Барроу. А вот это странно.
Наци. Да, да. И несправедливо! Никакого уважения к истории! А ведь она повторяется, повторяется, повторяется. (Раскачивается. Все молча смотрят на него.)
Квитаний. Кстати, ширина Кремлевской стены до сих пор вмещает только четверку лошадей?
Премьер. До сих пор.
Квитаний. Вот видите! Попытка будет последней.
Леонардо (обращается к Премьеру). Помни! Помни! Чем сильнее человек, чем ярче личность, тем дальше он от Бога! В умалении близость.
Маргарет. Верно, конечно же, верно. Всю жизнь мы хотим стать сильнее, стать личностью. Это история о том, как мы расстаемся со своей душой. Как гоним ее от себя, не желаем говорить с ней. Как понемногу, по капельке уходит из нас добро. А она не хочет такого конца. Ей жаль того, с кем она появилась в этом мире. Ее существование — в скорби о нас. Но есть и те, кто, выполнив задуманное, старается прогнать ее от себя, не желая иметь ничего общего с ней. Бьют душу уже кнутом и прямо по лицу. Но она не уходит и только, плача, стоит перед ними. Лишившись разума, мы не можем понять, что ей некуда идти. Уйти можем только мы. Это и есть "безумие твари". Иногда, очень-очень редко, наступают мгновения, когда люди вдруг останавливаются и слышат этот плач. И с изумлением понимают, что есть в них нечто, о чем они давно забыли в чудовищной гонке. Их совесть.
Она напоминает о себе, если вы проходите мимо нищего, спокойно спите в теплой постели когда мерзнут бездомные, жуете омаров на виду у голодных, отворачиваетесь от глаз брошенных детей. (Секундная пауза.) Убиваете друг друга словом.

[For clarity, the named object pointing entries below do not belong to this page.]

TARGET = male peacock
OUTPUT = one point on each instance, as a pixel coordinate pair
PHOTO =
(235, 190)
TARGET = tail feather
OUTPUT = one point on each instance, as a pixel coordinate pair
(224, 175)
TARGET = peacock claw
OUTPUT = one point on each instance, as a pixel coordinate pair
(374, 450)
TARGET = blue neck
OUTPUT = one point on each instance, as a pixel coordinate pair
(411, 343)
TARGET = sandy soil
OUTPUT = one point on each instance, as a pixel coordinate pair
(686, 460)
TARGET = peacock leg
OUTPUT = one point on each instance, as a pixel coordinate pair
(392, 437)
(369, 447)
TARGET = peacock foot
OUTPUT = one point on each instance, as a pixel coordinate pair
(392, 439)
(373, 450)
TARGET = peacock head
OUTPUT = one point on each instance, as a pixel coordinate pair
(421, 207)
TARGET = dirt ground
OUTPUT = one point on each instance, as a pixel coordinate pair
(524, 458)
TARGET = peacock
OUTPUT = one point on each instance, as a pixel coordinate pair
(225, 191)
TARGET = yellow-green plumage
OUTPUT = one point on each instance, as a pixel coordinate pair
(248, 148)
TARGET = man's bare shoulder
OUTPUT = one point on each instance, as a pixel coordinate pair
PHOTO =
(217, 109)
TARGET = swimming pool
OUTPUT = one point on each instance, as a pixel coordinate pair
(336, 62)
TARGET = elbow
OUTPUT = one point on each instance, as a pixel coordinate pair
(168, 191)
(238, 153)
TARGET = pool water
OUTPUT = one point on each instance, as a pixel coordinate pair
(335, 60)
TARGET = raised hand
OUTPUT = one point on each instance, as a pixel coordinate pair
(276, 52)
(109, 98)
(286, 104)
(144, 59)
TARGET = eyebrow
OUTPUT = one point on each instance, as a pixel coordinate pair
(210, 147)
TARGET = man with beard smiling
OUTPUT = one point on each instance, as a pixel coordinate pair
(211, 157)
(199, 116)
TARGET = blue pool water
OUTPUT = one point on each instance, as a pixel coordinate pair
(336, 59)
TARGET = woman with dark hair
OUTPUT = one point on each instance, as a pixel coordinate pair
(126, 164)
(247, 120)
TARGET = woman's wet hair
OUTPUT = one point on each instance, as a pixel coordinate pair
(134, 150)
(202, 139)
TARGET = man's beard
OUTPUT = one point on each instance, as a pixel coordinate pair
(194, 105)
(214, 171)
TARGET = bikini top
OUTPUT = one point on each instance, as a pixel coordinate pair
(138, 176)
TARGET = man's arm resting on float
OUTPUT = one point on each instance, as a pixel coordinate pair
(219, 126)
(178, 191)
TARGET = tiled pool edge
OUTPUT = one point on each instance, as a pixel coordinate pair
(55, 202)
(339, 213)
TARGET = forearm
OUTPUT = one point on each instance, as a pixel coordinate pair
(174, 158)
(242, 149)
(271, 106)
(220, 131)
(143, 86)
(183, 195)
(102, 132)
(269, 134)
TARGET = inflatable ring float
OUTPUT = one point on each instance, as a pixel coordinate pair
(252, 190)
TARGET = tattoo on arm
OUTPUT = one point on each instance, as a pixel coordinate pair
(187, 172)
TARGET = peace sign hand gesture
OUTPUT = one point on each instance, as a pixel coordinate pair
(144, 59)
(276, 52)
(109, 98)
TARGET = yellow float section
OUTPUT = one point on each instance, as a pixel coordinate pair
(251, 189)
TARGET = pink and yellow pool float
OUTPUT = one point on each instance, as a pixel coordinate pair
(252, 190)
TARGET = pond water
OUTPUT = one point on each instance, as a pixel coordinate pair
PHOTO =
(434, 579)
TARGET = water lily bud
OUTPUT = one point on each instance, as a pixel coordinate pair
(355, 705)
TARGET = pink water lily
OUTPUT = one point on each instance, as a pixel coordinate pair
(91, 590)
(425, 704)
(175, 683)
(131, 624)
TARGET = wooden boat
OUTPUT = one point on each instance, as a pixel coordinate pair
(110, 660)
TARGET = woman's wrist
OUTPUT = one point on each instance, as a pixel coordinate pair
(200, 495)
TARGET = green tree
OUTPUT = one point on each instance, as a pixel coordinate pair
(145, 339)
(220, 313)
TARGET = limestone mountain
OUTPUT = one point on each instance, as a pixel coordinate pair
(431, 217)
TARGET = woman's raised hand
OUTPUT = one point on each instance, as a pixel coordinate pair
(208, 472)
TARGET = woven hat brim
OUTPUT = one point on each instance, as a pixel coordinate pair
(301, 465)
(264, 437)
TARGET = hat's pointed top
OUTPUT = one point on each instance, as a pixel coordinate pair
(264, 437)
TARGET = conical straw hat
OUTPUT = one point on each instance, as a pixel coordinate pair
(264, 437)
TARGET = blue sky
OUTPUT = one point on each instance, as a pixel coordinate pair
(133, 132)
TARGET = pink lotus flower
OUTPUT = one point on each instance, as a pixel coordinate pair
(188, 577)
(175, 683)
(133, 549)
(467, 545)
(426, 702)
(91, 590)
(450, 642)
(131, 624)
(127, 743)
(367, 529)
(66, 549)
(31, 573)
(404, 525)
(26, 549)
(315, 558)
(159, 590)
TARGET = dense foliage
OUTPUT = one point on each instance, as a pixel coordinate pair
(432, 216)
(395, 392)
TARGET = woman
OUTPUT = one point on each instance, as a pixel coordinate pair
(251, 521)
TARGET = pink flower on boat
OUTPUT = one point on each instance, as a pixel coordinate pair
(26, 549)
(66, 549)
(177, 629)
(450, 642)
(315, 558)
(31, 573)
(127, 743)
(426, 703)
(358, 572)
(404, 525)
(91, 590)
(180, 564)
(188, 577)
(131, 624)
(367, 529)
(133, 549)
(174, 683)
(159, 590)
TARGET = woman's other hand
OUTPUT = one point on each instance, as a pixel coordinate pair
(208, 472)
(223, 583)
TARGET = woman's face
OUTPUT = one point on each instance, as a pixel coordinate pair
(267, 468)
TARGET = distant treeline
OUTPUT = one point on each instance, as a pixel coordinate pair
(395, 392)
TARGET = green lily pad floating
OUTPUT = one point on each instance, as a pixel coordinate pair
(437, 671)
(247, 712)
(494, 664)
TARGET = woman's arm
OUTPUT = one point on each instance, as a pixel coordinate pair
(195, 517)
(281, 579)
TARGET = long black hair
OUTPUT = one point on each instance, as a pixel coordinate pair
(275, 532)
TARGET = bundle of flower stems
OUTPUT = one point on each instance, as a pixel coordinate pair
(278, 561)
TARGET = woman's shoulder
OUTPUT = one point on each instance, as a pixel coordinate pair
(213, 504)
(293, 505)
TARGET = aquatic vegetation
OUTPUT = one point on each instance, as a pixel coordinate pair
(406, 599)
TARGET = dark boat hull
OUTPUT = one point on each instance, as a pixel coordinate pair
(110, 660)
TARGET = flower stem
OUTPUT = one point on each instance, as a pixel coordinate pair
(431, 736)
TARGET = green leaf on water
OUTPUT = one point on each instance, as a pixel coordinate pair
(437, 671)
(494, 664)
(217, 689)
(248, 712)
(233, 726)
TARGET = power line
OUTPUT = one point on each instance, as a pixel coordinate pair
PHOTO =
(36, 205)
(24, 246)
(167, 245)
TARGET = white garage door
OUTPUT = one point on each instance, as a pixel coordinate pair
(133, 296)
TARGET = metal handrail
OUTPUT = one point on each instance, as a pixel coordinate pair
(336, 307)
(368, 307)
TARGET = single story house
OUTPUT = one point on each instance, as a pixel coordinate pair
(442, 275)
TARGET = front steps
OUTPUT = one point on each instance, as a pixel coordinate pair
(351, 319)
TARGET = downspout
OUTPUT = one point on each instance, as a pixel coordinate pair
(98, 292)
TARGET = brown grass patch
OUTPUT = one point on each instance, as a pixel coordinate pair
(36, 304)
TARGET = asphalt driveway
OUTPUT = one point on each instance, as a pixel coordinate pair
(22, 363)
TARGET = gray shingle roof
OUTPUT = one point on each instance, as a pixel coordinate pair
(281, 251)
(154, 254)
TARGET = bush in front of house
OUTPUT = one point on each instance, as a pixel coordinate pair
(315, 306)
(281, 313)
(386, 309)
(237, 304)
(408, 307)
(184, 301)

Но человек (показывает на всех), опять уходит и, время от времени поворачиваясь к ней, бьет свою душу по лицу. Наотмашь. Снова и снова.
Повисает тишина.
Барроу. Я не понял. Так что, казнь зеркальщика Гурда снова откладывается?
Наци (рассеянно). Видимо, видимо. Я ведь тоже думал, что с вишней все решено. А вон на тебе. (Указывает на молодые побеги.)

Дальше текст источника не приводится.